En ce qui concerne l’emploi des jeunes, voilà certainement un domaine entre tous où l’harmonisation évoquée par M. Mulroney serait vraiment un impératif. C’est ainsi que, sans renoncer à nos principes ou à nos droits, mais dans le respect de ceux des autres, nous entendons sincèrement du côté québécois continuer à consacrer toutes nos énergies et toutes nos ressources à l’amélioration du sort de nos concitoyens mais avec l’espoir, désormais, qu’on puisse le faire de façon complémentaire et, partant, de façon plus efficace que tout ce qu’on a pu voir jusqu’à récemment.
Voilà, messieurs.
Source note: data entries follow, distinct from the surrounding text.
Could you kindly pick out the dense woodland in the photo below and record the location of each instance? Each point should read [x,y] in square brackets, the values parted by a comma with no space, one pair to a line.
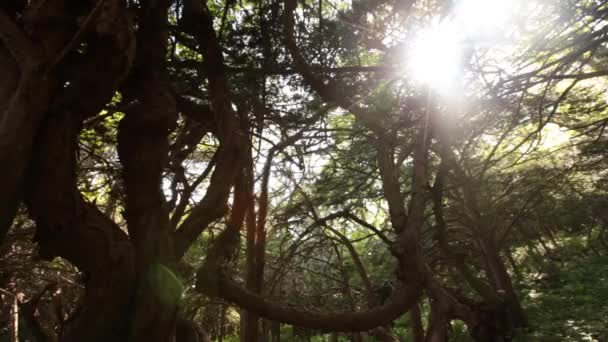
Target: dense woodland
[303,170]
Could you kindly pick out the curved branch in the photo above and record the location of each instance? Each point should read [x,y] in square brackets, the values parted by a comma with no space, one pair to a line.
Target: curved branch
[369,319]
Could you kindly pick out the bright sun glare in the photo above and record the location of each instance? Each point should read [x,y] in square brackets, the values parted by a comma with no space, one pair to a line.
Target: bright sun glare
[438,51]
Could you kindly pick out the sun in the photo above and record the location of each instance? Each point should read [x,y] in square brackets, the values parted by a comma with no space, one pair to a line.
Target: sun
[437,55]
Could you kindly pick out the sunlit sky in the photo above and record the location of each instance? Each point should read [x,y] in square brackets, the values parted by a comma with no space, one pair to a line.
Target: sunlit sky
[438,55]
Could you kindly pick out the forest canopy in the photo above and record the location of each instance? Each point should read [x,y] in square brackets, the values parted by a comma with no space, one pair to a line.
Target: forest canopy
[298,170]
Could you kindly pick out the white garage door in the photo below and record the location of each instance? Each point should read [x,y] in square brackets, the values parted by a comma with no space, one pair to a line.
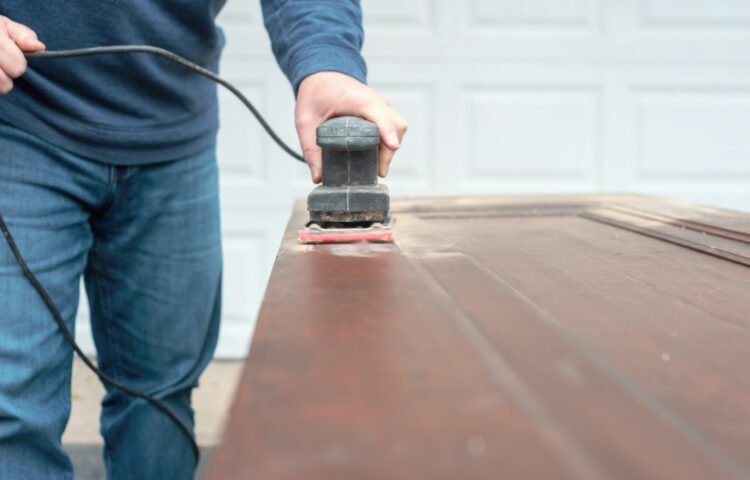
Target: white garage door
[503,96]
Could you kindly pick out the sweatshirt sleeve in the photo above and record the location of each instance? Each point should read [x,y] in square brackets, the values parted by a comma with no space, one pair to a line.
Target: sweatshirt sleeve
[310,36]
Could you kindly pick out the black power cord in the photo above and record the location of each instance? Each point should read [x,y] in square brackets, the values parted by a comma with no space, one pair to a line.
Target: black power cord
[108,50]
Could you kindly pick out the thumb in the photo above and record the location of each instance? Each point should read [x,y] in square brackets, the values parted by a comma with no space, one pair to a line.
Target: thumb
[23,36]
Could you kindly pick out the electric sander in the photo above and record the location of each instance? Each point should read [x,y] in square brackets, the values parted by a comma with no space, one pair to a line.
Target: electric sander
[349,205]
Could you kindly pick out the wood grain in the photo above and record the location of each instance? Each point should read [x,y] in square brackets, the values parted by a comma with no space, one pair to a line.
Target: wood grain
[510,337]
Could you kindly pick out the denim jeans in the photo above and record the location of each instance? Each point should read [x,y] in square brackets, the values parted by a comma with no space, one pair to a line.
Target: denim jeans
[146,241]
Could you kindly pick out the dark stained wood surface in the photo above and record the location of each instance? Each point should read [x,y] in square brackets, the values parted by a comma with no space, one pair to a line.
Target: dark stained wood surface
[520,337]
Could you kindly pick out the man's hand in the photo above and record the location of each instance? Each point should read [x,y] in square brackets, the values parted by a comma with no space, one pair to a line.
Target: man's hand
[325,95]
[15,39]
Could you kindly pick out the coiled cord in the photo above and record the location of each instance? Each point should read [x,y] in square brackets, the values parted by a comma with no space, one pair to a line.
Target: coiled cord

Madame.
[Mme Lafontaine: M. Lévesque, vous dites, à la page 2 de votre communiqué, que vous vous réjouissez de constater que M. Mulroney est d’avis que le dossier constitutionnel doit être rouvert. Si on va un petit peu plus loin que cela, est ce que cela veut dire que vous souhaitez une reprise des négociations constitutionnelles et que vous avez des propositions précises ou des échéances précises là-dessus?]
[M. Lévesque:] D’une part, je pense que tout le monde doit être rapidement d’accord sur le fait que ce qui presse d’abord et avant tout est tout le problème économique; le problème de l’emploi. C’est la première de toutes les priorités dans l’esprit des gens et je pense que cela doit être la première des priorités dans l’esprit de tous les gouvernements, pour autant qu’ils peuvent y faire quelque chose.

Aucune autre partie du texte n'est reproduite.